Page:Goncourt - Journal, t9, 1896.djvu/368

La bibliothèque libre.
Cette page a été validée par deux contributeurs.

Jeudi 15 août. — Il est vraiment amusant, intéressant, ce Montesquiou, avec sa parole verveuse, son magasin d’anecdotes, son érudition des cocasseries, tout cela mêlé au désir de plaire. Il nous parle de son jardinier japonais, parlant le français par axiomes, axiomes choisis dans l’idiome le plus moderne. Ainsi il s’est présenté à lui, avec cette phrase : « Jamais canaille… c’est épatant ! » Et il dit du jardin japonais, à l’opposite du jardin français : « Jardin japonais, jamais d’agglomération ! »

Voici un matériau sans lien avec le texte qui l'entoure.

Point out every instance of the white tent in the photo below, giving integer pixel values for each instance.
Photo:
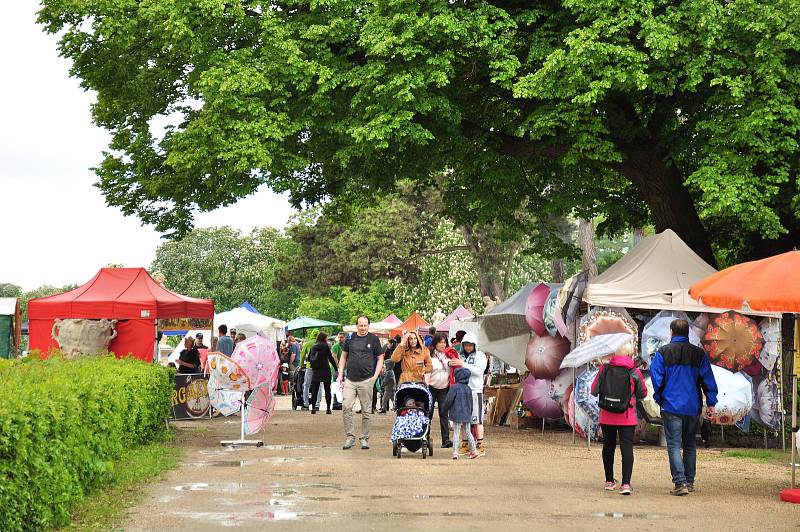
(250, 323)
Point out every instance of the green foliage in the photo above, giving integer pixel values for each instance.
(62, 425)
(688, 109)
(222, 264)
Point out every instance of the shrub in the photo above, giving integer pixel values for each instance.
(62, 425)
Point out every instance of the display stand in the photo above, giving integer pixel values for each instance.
(241, 441)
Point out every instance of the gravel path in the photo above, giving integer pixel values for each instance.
(302, 479)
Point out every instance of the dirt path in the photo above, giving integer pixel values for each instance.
(302, 478)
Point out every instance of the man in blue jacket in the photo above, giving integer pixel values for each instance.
(681, 373)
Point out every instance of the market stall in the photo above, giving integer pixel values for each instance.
(125, 302)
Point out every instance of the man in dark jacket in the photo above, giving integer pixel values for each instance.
(681, 373)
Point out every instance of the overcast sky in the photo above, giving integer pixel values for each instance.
(57, 228)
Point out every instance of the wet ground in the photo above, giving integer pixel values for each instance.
(302, 479)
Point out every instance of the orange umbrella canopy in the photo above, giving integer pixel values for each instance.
(766, 285)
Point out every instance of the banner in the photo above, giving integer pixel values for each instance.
(190, 396)
(183, 324)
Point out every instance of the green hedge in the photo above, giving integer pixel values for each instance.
(62, 425)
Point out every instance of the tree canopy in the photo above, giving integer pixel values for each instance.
(683, 113)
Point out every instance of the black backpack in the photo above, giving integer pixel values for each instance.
(615, 389)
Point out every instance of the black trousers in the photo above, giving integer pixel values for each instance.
(315, 391)
(610, 433)
(439, 397)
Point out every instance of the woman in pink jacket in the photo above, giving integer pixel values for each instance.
(615, 420)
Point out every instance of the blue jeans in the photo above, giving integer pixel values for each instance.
(680, 432)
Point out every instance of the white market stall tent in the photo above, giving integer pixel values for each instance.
(247, 320)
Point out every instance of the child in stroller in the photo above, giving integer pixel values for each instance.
(412, 403)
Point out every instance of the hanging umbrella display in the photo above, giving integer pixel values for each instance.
(551, 313)
(587, 406)
(544, 354)
(536, 397)
(770, 329)
(258, 358)
(767, 404)
(596, 347)
(258, 409)
(534, 307)
(732, 341)
(560, 385)
(226, 402)
(228, 374)
(608, 321)
(657, 333)
(734, 396)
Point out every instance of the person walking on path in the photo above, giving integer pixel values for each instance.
(618, 383)
(681, 374)
(458, 405)
(475, 361)
(362, 359)
(321, 360)
(442, 358)
(414, 359)
(225, 342)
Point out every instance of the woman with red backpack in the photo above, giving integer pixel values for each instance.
(619, 385)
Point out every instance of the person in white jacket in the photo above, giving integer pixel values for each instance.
(475, 361)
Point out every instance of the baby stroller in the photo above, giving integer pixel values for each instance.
(412, 424)
(296, 386)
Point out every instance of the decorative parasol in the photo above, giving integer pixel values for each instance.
(258, 408)
(608, 321)
(732, 341)
(767, 404)
(534, 308)
(536, 397)
(551, 314)
(734, 396)
(258, 358)
(587, 407)
(770, 329)
(226, 402)
(560, 385)
(544, 355)
(228, 374)
(657, 333)
(596, 347)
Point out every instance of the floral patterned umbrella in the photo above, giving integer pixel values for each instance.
(258, 408)
(258, 358)
(733, 341)
(226, 402)
(228, 374)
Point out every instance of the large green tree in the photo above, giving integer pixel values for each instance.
(684, 112)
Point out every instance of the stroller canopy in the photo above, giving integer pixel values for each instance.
(417, 391)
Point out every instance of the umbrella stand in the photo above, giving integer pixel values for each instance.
(241, 440)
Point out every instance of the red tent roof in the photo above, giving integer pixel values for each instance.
(413, 323)
(120, 293)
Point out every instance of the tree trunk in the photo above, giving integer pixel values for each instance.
(638, 235)
(485, 260)
(670, 204)
(586, 237)
(557, 270)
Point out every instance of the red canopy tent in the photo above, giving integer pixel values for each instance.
(129, 295)
(412, 323)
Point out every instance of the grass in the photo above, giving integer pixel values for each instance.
(104, 508)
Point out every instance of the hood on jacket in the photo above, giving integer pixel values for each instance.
(462, 375)
(622, 361)
(471, 338)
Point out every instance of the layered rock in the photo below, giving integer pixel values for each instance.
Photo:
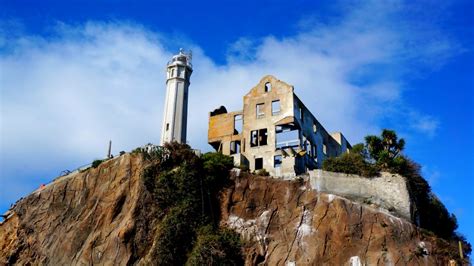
(290, 223)
(105, 215)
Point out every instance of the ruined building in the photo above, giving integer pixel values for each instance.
(274, 131)
(175, 115)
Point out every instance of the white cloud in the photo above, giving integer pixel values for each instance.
(64, 96)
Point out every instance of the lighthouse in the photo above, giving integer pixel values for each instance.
(175, 115)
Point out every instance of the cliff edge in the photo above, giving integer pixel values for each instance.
(106, 215)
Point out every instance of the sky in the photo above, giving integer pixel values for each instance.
(76, 74)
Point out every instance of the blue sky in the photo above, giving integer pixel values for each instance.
(74, 74)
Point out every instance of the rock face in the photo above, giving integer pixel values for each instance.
(105, 215)
(101, 215)
(289, 223)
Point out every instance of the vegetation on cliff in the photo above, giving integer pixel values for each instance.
(185, 188)
(383, 153)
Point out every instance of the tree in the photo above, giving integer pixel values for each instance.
(385, 149)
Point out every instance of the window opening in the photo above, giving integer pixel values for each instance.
(258, 163)
(268, 87)
(287, 136)
(263, 135)
(277, 160)
(235, 147)
(238, 124)
(260, 110)
(258, 137)
(276, 107)
(180, 72)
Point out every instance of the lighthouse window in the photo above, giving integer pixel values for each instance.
(180, 72)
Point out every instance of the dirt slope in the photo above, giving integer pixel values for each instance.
(287, 222)
(106, 216)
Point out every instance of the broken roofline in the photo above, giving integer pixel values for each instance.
(292, 120)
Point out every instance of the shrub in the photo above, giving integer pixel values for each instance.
(185, 188)
(216, 247)
(350, 163)
(262, 172)
(96, 163)
(175, 235)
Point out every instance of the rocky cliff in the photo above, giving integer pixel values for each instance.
(105, 215)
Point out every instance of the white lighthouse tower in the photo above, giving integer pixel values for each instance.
(175, 115)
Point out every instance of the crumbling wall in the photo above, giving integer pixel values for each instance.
(388, 191)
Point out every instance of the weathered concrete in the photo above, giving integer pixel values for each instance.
(175, 114)
(310, 143)
(388, 191)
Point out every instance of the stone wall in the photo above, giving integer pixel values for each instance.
(389, 191)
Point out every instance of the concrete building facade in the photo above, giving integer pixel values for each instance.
(274, 131)
(175, 115)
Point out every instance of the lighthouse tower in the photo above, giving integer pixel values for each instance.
(175, 115)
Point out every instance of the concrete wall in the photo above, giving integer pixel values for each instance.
(388, 191)
(279, 91)
(295, 160)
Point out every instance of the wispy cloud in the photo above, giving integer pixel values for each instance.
(64, 96)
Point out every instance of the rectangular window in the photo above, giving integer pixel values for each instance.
(258, 137)
(260, 110)
(287, 136)
(258, 163)
(235, 147)
(276, 107)
(238, 123)
(262, 136)
(277, 161)
(254, 138)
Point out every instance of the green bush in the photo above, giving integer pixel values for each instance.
(185, 189)
(350, 163)
(262, 172)
(216, 247)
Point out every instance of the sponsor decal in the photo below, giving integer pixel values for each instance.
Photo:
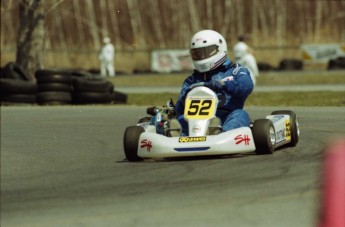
(287, 130)
(196, 128)
(146, 143)
(280, 136)
(192, 139)
(240, 139)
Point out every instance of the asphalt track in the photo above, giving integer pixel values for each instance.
(64, 166)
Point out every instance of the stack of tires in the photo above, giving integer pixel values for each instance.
(92, 91)
(54, 87)
(16, 87)
(337, 63)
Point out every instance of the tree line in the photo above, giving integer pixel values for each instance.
(35, 25)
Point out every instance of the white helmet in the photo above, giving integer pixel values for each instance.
(240, 49)
(208, 50)
(106, 40)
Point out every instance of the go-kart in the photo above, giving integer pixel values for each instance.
(160, 136)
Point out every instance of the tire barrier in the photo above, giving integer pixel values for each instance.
(96, 91)
(56, 87)
(14, 91)
(338, 63)
(54, 98)
(290, 64)
(14, 71)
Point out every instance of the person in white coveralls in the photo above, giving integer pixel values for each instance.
(246, 59)
(106, 58)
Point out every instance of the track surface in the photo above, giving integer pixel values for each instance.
(64, 166)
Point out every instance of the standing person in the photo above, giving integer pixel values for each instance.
(106, 58)
(244, 57)
(230, 81)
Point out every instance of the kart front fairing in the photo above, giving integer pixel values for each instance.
(200, 107)
(153, 145)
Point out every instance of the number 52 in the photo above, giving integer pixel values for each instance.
(199, 107)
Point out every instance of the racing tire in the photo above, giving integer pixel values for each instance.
(144, 119)
(54, 98)
(131, 143)
(54, 78)
(13, 86)
(264, 136)
(86, 85)
(54, 87)
(18, 98)
(118, 97)
(15, 71)
(91, 97)
(294, 127)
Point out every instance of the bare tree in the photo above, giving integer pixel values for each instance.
(30, 43)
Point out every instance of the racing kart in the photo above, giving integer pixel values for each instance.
(160, 136)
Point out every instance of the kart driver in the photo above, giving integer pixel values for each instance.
(230, 81)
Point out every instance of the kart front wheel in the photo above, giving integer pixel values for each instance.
(131, 142)
(264, 136)
(294, 127)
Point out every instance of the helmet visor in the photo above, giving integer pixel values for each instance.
(203, 52)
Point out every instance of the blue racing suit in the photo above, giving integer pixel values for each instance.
(235, 84)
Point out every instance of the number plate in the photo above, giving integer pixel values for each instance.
(199, 107)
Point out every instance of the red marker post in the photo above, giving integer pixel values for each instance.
(333, 186)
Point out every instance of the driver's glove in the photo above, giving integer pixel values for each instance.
(215, 85)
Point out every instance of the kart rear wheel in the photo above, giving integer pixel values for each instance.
(144, 119)
(264, 136)
(131, 142)
(294, 127)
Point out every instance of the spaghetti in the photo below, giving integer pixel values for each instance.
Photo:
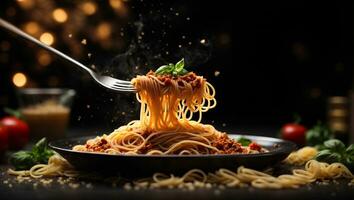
(166, 126)
(196, 178)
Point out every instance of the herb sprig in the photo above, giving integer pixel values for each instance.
(40, 153)
(335, 151)
(172, 69)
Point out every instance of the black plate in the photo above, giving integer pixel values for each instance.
(148, 164)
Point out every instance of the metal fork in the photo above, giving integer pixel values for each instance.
(106, 81)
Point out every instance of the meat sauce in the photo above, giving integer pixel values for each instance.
(190, 77)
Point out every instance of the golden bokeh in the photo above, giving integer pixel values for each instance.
(103, 31)
(119, 7)
(60, 15)
(26, 4)
(19, 79)
(44, 58)
(89, 8)
(32, 28)
(47, 38)
(117, 4)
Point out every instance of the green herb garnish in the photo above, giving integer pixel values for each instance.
(244, 141)
(39, 154)
(172, 69)
(318, 135)
(335, 151)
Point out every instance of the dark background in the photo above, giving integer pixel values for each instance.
(275, 59)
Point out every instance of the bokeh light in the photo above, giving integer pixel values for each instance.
(119, 6)
(19, 79)
(26, 4)
(32, 28)
(89, 8)
(44, 58)
(47, 38)
(103, 31)
(60, 15)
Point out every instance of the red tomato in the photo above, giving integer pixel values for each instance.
(17, 131)
(294, 132)
(3, 139)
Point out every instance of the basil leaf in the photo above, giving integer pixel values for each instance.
(350, 150)
(183, 72)
(335, 145)
(40, 146)
(179, 66)
(244, 141)
(162, 69)
(22, 160)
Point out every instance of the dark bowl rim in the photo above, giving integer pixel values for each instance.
(45, 91)
(286, 148)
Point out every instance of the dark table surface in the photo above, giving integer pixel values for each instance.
(99, 188)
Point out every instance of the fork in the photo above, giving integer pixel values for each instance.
(106, 81)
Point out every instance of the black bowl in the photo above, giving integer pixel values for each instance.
(138, 165)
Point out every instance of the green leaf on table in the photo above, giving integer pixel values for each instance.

Puis, comme il est question de son volume futur sur les pierres précieuses, et que Daudet dit superstitieusement, que la pierre précieuse est dangereuse, maléficiante, Montesquiou conte, que lord Lytton, qui avait un culte pour la comtesse Greffulhe, lui avait laissé une pierre gravée, admirable. Mais sur cette pierre, il y avait des caractères qui intriguaient la comtesse. Elle la faisait porter à un mage, qui l’avertissait de se défaire au plus tôt de cette pierre, sous peine de mort subite, ce qui était arrivé à lord Lytton. Là-dessus, la comtesse montait en voiture, se faisait conduire au bord de la Seine, et jetait la pierre à l’eau. C’est depuis ce temps, dit Montesquiou, en riant, que le fleuve est si mauvais pour la santé parisienne.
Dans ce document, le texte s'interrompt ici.